Re:ZFS (Score:5, Interesting)
Mass of the earth = 5.9742 × 10^27 grams
Make the drives out of the earth, you need a drive density of 57Gb/gram
A drive with a density of 1 bit per carbon atom, 5.4 *10^10 metric tons
Size of said nanotech drive, a cube 2.88 Km tall (at the standard density of carbon)
Never in your lifetime is a really safe bet.
T
Re: RAID controller failure (Score:3, Interesting)
The more important question may be whether there are other, unknown sources of errors. Not many people would probably even think of a hard drive controller card failure when building a storage solution, and that's probably one of the major advantages of the more expensive vendors; they have the experience to know a lot more error sources.
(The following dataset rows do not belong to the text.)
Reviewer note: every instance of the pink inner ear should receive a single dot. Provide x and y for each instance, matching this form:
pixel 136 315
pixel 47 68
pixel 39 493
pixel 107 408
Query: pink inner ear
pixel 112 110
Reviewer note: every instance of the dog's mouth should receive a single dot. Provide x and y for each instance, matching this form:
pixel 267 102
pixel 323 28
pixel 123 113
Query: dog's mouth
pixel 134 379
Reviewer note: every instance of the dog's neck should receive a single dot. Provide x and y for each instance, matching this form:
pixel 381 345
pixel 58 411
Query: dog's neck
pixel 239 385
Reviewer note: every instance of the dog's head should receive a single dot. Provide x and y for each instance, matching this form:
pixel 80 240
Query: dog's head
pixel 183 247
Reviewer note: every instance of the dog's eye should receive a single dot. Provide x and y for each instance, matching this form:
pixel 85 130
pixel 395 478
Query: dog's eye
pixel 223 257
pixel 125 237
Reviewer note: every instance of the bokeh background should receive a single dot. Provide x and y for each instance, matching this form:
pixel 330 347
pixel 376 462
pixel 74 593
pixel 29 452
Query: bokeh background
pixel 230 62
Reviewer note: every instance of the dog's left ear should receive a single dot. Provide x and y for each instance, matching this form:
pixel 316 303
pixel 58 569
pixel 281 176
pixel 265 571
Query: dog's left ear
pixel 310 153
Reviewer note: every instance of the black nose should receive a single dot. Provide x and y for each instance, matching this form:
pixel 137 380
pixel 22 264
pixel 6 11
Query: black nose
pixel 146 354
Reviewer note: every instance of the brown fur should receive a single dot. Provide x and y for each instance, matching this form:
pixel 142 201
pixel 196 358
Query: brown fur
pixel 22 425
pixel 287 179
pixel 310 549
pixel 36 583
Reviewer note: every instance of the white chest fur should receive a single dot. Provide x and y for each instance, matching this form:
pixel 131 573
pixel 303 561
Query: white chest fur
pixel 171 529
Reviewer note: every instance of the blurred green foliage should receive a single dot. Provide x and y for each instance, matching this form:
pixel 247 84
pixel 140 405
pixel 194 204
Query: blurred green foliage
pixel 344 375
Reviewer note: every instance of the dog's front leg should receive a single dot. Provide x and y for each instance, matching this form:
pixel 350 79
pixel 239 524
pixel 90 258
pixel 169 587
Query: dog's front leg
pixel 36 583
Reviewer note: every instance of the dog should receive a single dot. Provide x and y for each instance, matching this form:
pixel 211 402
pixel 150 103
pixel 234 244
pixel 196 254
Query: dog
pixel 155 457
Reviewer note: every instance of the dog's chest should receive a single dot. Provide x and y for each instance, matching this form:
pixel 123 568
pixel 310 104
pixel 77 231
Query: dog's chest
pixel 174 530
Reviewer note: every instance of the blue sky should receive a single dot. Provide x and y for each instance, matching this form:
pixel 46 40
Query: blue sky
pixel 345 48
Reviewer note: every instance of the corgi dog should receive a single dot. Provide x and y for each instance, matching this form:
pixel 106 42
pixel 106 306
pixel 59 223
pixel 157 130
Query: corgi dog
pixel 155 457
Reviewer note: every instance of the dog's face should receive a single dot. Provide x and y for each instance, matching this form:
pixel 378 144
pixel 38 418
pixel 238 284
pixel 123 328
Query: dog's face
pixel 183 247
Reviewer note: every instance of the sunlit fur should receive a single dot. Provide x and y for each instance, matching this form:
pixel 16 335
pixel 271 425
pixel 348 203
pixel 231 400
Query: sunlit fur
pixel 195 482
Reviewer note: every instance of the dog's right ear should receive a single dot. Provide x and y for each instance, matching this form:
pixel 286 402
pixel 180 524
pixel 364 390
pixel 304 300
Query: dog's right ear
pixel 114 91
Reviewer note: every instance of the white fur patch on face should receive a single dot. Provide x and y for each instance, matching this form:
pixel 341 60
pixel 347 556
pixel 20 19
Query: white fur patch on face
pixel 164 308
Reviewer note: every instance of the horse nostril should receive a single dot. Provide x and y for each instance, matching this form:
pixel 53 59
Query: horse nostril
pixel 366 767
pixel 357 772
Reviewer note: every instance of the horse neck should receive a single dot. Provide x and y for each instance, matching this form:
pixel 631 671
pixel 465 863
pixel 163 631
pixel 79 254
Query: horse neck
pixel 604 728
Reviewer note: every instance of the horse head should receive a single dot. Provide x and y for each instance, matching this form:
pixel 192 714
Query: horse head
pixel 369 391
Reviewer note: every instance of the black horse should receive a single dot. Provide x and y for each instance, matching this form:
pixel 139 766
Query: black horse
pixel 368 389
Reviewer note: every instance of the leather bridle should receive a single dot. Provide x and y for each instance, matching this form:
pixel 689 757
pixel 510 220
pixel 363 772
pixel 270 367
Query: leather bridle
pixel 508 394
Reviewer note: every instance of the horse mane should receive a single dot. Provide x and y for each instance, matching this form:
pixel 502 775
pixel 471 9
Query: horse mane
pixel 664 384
I'm not sure which weighs the heaviest: The enormous difference in price, or a chance to avoid a source of major errors that one would never have thought of on one's own (even if there's a 1 ppm risk of it happening)?
Re:RAID controller failure (Score:4, Interesting)
Look at the high-end Sun Fire X4500 server ("Thumper") they released a few months ago: 48 drives in 4U with *no* hw RAID raid controller, Sun designed this server as the perfect machine to run ZFS.
Hitachi _can_ go down! (Score:3, Interesting)
However 2-3 years ago we stumbled (very painfully!) across a firmware bug which took the primary Hitachi array down:
As we (i.e. the Hitachi service reps) were upgrading the mirrored cache, an error hit the active half, and it turned out that the firmware would always check the mirror (a very good idea, right?) before falling back on re-reading the disk(s). However, the firmware error handler which could have handled an error on the mirror copy as well (as long as the data wasn't dirty, of course), did not know how to handle a _missing_ copy, instead it blew away the entire array while crashing.
It took us three days to get everything back up, even though most of the critical systems were running off of the WAN backup copy after 2-3 hours.
Terje
PS. That particular firmware bug has of course been extinguished, but there's bound to be some more lurking around. Getting totally non-stop operation is a _hard_ problem!